Dapat kupastikan kamu baik-baik saja sejak hari terakhir kita tak saling bicara. Aku ingin sedikit bercerita tentang pentingnya kamu di hidupku, tentang betapa kehilangannya saat aku tidak bisa mengetahui kabarmu dari hari ke hari. Sulit. Aku butuh orang yang mendengarkan suaraku ketika bernyanyi, aku ingin menikmati lagu bersama-sama, tanpa protes akan betapa jeleknya suaraku saat bernanyi. Cuma kamu. Aku ingin mendengar tawamu ketika aku menceritakan sesuatu yang pada kenyataannya tidak lucu, semangatku setiap paginya. Ah, aku sedih! Tidak ada itu lagi. Tapikan aku yang minta? Betul. Lambat laun aku sadar, hanya aku yang membutuhkanmu, sementara kamu tidak. Aku butuh sedikit waktu untuk bisa merasakan kehangatan saat memelukmu, menatap matamu, yang dapat kujadikan kekuatan untuk menjalani hari-hari sepi berikutnya. Tapi itu tidak begitu penting bagimu, aku tahu. Kehadiranku tidak bernilai tambah untuk kehidupanmu, harusnya kusadari sejak awal. Maafkan aku. Maafkan untuk waktumu yang tebuang sia-sia karena aku. Maafkan karena tidak bisa menjadi teman yang menyenangkan. Maafkan karena malam ini aku merindukanmu.

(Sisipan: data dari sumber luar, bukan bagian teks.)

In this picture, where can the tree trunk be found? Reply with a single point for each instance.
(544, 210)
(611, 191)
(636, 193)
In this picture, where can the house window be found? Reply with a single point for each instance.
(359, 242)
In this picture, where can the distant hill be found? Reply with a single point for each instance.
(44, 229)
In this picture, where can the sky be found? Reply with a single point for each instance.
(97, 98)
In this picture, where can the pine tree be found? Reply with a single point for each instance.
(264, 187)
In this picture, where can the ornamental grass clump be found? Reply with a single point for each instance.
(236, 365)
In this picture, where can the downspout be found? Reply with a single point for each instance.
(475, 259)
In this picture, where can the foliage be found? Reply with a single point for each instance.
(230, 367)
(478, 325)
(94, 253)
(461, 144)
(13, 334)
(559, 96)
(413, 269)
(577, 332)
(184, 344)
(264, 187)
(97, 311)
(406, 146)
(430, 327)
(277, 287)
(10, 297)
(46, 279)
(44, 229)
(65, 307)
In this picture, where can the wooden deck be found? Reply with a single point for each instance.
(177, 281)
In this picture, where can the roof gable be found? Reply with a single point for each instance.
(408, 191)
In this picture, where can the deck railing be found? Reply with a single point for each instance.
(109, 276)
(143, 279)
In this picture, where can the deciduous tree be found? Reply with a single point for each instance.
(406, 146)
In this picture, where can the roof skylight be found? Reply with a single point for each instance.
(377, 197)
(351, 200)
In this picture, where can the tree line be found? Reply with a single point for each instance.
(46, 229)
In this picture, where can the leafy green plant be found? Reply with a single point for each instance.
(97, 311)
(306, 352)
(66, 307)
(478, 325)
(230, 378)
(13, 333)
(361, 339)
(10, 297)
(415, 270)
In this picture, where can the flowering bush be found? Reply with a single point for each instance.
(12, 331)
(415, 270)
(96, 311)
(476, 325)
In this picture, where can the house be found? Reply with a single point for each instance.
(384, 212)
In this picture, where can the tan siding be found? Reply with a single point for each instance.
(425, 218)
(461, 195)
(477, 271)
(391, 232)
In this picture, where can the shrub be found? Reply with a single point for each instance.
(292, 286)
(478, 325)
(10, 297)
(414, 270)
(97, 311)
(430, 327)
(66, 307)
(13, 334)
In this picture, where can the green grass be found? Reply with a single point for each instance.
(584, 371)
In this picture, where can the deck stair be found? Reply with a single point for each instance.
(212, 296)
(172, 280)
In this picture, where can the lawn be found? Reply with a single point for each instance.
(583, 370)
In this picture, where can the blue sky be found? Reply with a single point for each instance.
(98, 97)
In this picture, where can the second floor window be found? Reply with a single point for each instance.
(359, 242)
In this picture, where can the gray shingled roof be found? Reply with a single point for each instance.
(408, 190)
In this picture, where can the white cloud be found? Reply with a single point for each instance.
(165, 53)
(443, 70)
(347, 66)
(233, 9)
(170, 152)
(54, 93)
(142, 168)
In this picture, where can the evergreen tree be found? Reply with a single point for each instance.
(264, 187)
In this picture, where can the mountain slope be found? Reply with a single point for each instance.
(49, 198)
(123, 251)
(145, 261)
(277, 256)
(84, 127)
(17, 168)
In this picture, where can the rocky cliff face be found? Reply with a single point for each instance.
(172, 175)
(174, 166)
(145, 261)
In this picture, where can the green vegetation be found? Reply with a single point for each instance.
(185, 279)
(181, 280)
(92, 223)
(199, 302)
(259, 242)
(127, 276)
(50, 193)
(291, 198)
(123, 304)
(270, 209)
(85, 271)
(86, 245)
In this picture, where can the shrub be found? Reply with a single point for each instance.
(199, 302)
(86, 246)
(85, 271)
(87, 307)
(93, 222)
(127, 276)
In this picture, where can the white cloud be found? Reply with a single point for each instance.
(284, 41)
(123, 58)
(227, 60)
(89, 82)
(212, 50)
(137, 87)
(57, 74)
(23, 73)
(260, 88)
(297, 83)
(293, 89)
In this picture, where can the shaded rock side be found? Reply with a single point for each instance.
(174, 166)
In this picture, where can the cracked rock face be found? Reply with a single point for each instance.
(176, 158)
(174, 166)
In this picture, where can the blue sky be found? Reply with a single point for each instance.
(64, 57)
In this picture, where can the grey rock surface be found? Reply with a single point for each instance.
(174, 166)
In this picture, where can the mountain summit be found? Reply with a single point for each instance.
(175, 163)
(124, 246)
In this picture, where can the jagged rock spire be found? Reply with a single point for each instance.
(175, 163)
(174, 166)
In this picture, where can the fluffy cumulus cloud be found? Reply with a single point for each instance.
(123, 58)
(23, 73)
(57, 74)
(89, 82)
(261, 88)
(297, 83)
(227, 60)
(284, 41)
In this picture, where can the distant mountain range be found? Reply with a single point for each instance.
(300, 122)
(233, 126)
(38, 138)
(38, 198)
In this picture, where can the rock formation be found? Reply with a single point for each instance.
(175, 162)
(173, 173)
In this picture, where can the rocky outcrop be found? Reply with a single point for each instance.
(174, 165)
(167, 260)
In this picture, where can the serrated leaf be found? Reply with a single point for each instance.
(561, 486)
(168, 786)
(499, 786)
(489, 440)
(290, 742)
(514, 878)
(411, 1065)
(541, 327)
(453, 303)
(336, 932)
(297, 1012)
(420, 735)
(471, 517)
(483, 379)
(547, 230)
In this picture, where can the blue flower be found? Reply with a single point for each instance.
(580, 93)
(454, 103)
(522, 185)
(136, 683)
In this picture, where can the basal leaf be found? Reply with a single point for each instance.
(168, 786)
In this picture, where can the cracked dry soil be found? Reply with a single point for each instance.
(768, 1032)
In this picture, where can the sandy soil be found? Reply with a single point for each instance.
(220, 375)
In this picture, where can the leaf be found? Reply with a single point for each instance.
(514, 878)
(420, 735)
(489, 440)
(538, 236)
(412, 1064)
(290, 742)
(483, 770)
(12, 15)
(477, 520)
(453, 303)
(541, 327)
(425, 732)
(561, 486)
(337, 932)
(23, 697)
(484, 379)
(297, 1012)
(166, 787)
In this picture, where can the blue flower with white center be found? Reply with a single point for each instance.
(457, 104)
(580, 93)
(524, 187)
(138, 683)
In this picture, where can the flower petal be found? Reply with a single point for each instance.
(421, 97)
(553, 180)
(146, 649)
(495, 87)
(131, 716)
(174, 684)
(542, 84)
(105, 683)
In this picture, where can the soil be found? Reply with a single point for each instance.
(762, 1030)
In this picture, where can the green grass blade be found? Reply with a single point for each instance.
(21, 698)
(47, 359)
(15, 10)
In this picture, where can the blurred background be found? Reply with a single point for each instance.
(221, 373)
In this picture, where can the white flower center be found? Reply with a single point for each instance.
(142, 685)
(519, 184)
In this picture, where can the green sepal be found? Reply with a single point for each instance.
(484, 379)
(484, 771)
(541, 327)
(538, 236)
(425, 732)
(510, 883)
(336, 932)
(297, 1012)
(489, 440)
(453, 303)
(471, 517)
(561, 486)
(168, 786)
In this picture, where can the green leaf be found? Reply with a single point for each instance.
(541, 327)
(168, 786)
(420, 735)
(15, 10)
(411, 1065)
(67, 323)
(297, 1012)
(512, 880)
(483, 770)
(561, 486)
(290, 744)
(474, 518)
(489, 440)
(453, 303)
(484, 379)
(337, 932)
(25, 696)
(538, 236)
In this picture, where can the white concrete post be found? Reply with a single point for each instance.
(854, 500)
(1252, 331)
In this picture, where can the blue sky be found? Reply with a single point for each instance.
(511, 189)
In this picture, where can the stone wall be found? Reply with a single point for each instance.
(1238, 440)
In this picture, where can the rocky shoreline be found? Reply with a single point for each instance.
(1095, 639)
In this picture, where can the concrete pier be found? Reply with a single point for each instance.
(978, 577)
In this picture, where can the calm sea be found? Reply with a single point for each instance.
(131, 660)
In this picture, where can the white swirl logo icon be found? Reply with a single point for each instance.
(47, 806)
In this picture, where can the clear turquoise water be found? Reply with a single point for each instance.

Kututup buku catatan kecil itu, lalu kuserahkan kepada pelayan. “Barangkali diambil lagi”, kataku.

Hubungannya berakhir, seperti malam ini yang beberapa jam lagi akan berakhir. Kuangkat gelas minumku sambil berkata “setidaknya nafas kita belum berakhir, hadapi esok, mari tersenyum”.